In 1215, England’s ruler was King John (who was terrible even by the standards of that time—he had jailed his wife, got a nephew murdered, and believed that starving prisoners was a fair punishment) who imposed taxes on barons to fight wars abroad and seized their property if they didn’t pay up. The barons rebelled. The king surrendered. In June 1215, the barons and the king met in Runnymede, south of the river Thames and not far from where London’s Heathrow airport stands today.

The long document contains many topics relevant eight centuries ago, but what rouses the spirits of many in the English-speaking world (besides Mandela, it has inspired Thomas Jefferson in the US and Mohandas Gandhi in South Africa and India) is this passage:

“No Freeman shall be taken or imprisoned, or be disseised of his Freehold, or Liberties, or free Customs, or be outlawed, or exiled, or any other wise destroyed; nor will we not pass upon him, nor condemn him, but by lawful judgment of his Peers, or by the Law of the Land. We will sell to no man, we will not deny or defer to any man either Justice or Right."

It placed limits on a ruler’s power and stated, clearly, that leaders must comply with the law; that they are not above the law.

But the rights it enunciated were circumscribed severely, available only to “free men", which in those days meant the landed gentry; peasants who toiled in the fields were not considered free, and women, of course, had to wait more than seven centuries to get voting rights.

To be sure, Magna Carta influenced several charters and laws, and its echoes are found in the US constitution, the Universal Declaration of Human Rights of 1948, and indeed, its spirit is found in the fundamental rights of the Indian Constitution.

But the conceit is the assertion that human rights emerged from Magna Carta, which was simply an arrangement between a bad king and the elite who no longer wanted to fund his military misadventures abroad. Canonizing Magna Carta alone reinforces the view human rights are the West’s gift to humanity. That assumption undermines the more important fact, that human rights are universal.

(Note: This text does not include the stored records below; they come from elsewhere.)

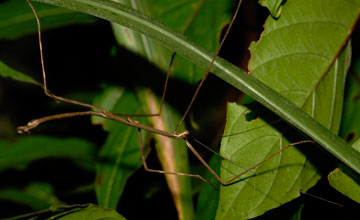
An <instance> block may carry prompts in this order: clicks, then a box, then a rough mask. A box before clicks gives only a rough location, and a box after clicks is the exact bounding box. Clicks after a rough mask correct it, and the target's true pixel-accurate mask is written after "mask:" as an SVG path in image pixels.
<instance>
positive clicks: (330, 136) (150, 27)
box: [36, 0, 360, 174]
mask: <svg viewBox="0 0 360 220" xmlns="http://www.w3.org/2000/svg"><path fill="white" fill-rule="evenodd" d="M36 1H39V2H45V3H49V4H53V5H57V6H61V7H65V8H69V9H72V10H75V11H80V12H84V13H88V14H91V15H94V16H96V17H99V18H102V19H105V20H109V21H111V22H115V23H117V24H120V25H123V26H125V27H128V28H130V29H132V30H134V31H137V32H139V33H141V34H144V35H146V36H148V37H151V38H152V39H154V40H156V41H157V42H159V43H160V44H162V45H164V46H165V47H167V48H169V49H171V50H173V51H175V52H176V53H178V54H180V55H181V56H183V57H185V58H186V59H188V60H190V61H191V62H193V63H195V64H197V65H199V66H200V67H202V68H207V67H208V66H209V64H210V62H211V60H212V54H211V53H210V52H208V51H207V50H205V49H204V48H201V47H199V46H197V45H195V44H194V43H192V42H191V41H189V40H188V39H186V38H185V37H184V36H182V35H180V34H178V33H176V32H174V31H172V30H171V29H170V28H168V27H166V26H164V25H163V24H161V23H159V22H158V21H156V20H154V19H153V18H151V17H148V16H146V15H144V14H143V13H141V12H139V11H136V10H133V9H130V8H128V7H127V6H124V5H121V4H118V3H114V2H111V1H108V0H101V1H100V0H36ZM211 72H212V73H214V74H215V75H216V76H218V77H220V78H221V79H223V80H224V81H226V82H228V83H229V84H231V85H233V86H234V87H236V88H238V89H239V90H241V91H242V92H244V93H246V94H247V95H249V96H251V97H252V98H254V99H256V100H257V101H258V102H260V103H261V104H263V105H264V106H266V107H267V108H269V109H270V110H271V111H273V112H275V113H276V114H278V115H279V116H280V117H281V118H283V119H284V120H286V121H288V122H289V123H291V124H292V125H293V126H295V127H296V128H298V129H299V130H301V131H302V132H304V133H305V134H307V135H308V136H309V137H311V138H313V139H314V140H315V141H316V142H317V143H319V144H320V145H321V146H322V147H323V148H324V149H326V150H327V151H328V152H330V153H331V154H332V155H334V156H335V157H337V158H338V159H339V160H341V161H342V162H343V163H345V164H346V165H348V166H349V167H350V168H352V169H353V170H354V171H356V172H357V173H359V174H360V155H359V154H358V153H357V152H356V151H355V150H354V149H353V148H351V146H349V144H347V143H346V142H345V141H344V140H343V139H341V138H340V137H338V136H337V135H335V134H333V133H332V132H331V131H329V130H328V129H327V128H325V127H324V126H322V125H321V124H320V123H318V122H317V121H315V120H313V119H312V118H311V117H310V116H309V115H308V114H306V113H305V112H304V111H303V110H301V109H300V108H299V107H297V106H296V105H295V104H293V103H292V102H290V101H289V100H287V99H286V98H284V97H283V96H281V95H280V94H278V93H277V92H275V91H274V90H273V89H271V88H269V87H268V86H266V85H265V84H263V83H262V82H260V81H259V80H257V79H256V78H254V77H252V76H250V75H248V74H247V72H245V71H244V70H241V69H240V68H238V67H236V66H234V65H232V64H231V63H229V62H227V61H226V60H224V59H222V58H220V57H219V58H217V59H216V61H215V63H214V65H213V68H212V71H211Z"/></svg>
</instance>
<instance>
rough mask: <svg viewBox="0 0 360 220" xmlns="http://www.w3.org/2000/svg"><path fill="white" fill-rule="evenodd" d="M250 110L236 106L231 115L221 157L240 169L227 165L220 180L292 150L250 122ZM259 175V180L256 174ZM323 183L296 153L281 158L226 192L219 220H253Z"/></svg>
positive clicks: (223, 145)
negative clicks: (227, 158) (314, 186)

Civilization began with equality. The idea of discrimination—that men are superior to women, that those lighter-skinned are more important than the darker-skinned, that those who speak one language are more significant than those who speak another, that those who perform certain tasks are of a higher class or caste than those who perform other tasks, that those who worship one god (or many, or none) trump those who worship different gods, goddesses, or none—came later.

The elite, and those with power, in different contexts, created hierarchies to consolidate their power and safeguard their interests.

Magna Carta was one instrument in wresting back that authority. But there were many others, and some of them much earlier—think of the code of Hammurabi, the philosophy of the Greeks, the moral philosophy found in the Analects of Confucius, or the ethics found in the edicts of Ashoka. These ancient codes were not necessarily all-inclusive and perfect. But each contributed towards designing the architecture of human rights, and each did so by stressing equality, by enabling the powerless to hold the powerful accountable, and by respecting dignity, to recreate the world as it was meant to be, where each of us is equal, regardless of whatever makes us appear different. That’s the ideal Mandela struggled for, that’s what Gandhi believed in; that’s what Zuma this week, and many others, including Indira Gandhi 40 years ago next Thursday, forgot. The underlying value of human rights and equality is not only 800 years old; it began with humanity and will end when civilization ends.

Salil Tripathi is a writer based in London.